Terwijl ze de laatste hand legt aan het verstellen van de kinderkostuums van ‘haar’ groep, ‘de Intrede in Jerusalem’, doet Marie-Joseph (68) haar verhaal. Met kledij aanpassen is ze elk jaar wel een hele tijd zoet, want er komen mensen bij, er vallen mensen weg…
Stoelen verhuren
“Als kind ging ik vanaf het eerste leerjaar al mee in de processie”, herinnert Marie-Joseph zich. “Dat was gewoon de traditie thuis. Het was ook een traditie dat mensen die langs het parcours woonden, stoelen verhuurden. In het begin maakte ik deel uit van de Gloria-groep, met de kinderen en de engeltjes. Later stapte ik over naar de ‘Intrede in Jerusalem’, de Hosanna-groep, omdat ik graag zong. De persoon die verantwoordelijk was voor Hosanna, was ook verantwoordelijk voor de opening en het muzikale gedeelte met de Thebaanse trompetten en hij was ook nog eens dirigent van het kerkkoor.

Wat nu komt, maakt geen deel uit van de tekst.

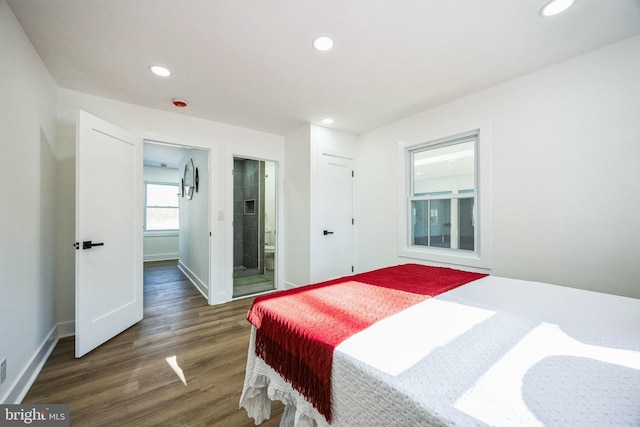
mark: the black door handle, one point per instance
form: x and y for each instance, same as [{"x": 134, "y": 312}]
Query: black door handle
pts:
[{"x": 88, "y": 244}]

Toen hij de fakkel wilde doorgeven, vroeg hij mijn vader, die bij de Sodaliteit was, of zijn dochter het niet wilde overnemen.”

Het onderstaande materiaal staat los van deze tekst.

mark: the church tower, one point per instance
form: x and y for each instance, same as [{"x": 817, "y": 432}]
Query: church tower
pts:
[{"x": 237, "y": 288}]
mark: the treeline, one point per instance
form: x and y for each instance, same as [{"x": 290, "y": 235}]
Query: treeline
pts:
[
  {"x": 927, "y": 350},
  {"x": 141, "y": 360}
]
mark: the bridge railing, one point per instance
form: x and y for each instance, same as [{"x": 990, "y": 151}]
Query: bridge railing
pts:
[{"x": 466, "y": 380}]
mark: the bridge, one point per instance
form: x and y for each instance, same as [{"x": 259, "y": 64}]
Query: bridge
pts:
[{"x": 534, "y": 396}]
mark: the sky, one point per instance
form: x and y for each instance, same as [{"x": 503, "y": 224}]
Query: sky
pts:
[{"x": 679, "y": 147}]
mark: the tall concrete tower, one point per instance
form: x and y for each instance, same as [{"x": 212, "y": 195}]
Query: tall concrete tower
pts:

“Mijn grootste wens is dat ik snel navolging krijg”
“Mijn oudste zus wilde niet, en dus vroegen ze het aan mij. Ik was toen pas 19 jaar, maar met de hulp van mijn vader heb ik me vanaf 1975 voor die grote groep ingezet. Eigenlijk heb ik nooit beseft dat de Hosanna-groep veruit de grootste is, want ik kon nooit zelf de processie als toeschouwer zien. Slechts 4 keer ben ik niet mee opgestapt: 1 keer toen ik zwanger was, twee keer door corona en de derde keer had ik eindelijk tickets gekocht om op de tribune als toeschouwer te zitten, maar door de regen werd de processie afgelast!”

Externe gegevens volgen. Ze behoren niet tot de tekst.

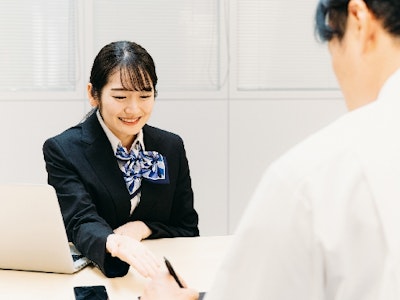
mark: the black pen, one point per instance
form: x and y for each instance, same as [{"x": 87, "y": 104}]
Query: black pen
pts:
[{"x": 172, "y": 272}]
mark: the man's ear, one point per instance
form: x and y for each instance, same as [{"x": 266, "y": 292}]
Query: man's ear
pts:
[
  {"x": 364, "y": 22},
  {"x": 93, "y": 101}
]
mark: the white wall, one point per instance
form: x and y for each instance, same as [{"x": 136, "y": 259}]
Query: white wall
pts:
[{"x": 221, "y": 129}]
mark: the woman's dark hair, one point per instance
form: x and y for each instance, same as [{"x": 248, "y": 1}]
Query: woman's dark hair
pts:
[
  {"x": 136, "y": 67},
  {"x": 331, "y": 17}
]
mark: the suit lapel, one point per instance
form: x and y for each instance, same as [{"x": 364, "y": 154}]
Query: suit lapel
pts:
[{"x": 101, "y": 157}]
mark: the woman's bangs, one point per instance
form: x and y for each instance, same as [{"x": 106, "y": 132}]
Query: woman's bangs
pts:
[{"x": 135, "y": 79}]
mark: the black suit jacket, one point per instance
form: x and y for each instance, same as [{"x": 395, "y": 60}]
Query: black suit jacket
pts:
[{"x": 94, "y": 199}]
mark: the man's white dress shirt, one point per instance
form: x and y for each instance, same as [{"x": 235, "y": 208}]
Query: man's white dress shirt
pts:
[{"x": 324, "y": 222}]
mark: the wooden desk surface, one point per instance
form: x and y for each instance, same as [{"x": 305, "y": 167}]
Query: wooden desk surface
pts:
[{"x": 195, "y": 259}]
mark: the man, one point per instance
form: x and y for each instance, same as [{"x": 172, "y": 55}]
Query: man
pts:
[{"x": 324, "y": 222}]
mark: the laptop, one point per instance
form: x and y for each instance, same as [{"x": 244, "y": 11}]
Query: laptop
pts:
[{"x": 32, "y": 231}]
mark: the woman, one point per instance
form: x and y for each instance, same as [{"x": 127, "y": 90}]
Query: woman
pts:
[
  {"x": 324, "y": 222},
  {"x": 119, "y": 180}
]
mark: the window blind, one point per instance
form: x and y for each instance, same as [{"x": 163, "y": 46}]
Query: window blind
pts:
[
  {"x": 182, "y": 36},
  {"x": 38, "y": 45},
  {"x": 277, "y": 49}
]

In 2004 vond er een grote verandering plaats… “De Sodaliteit besliste om nieuwe kledij te kopen bij Slabbinck in Brugge. Omdat heel wat mensen al jaren deelnemen aan de processie waren sommigen wel enkele kilootjes bijgekomen en de organisatie wilde toch dat iedereen kon blijven meegaan. Daarom zouden alle nieuwe kledingstukken op maat worden gemaakt. Hoewel niet iedereen dat leuk vond, moest ik van iedereen de maten opnemen. Wat waren we fier met onze nieuwe outfits, en onze groep was en is trouwens nog altijd een blikvanger. Met alle instrumenten en ons gezang hoort en ziet het publiek ons al van ver. We zorgen voor beweging, we zwaaien naar de toeschouwers…”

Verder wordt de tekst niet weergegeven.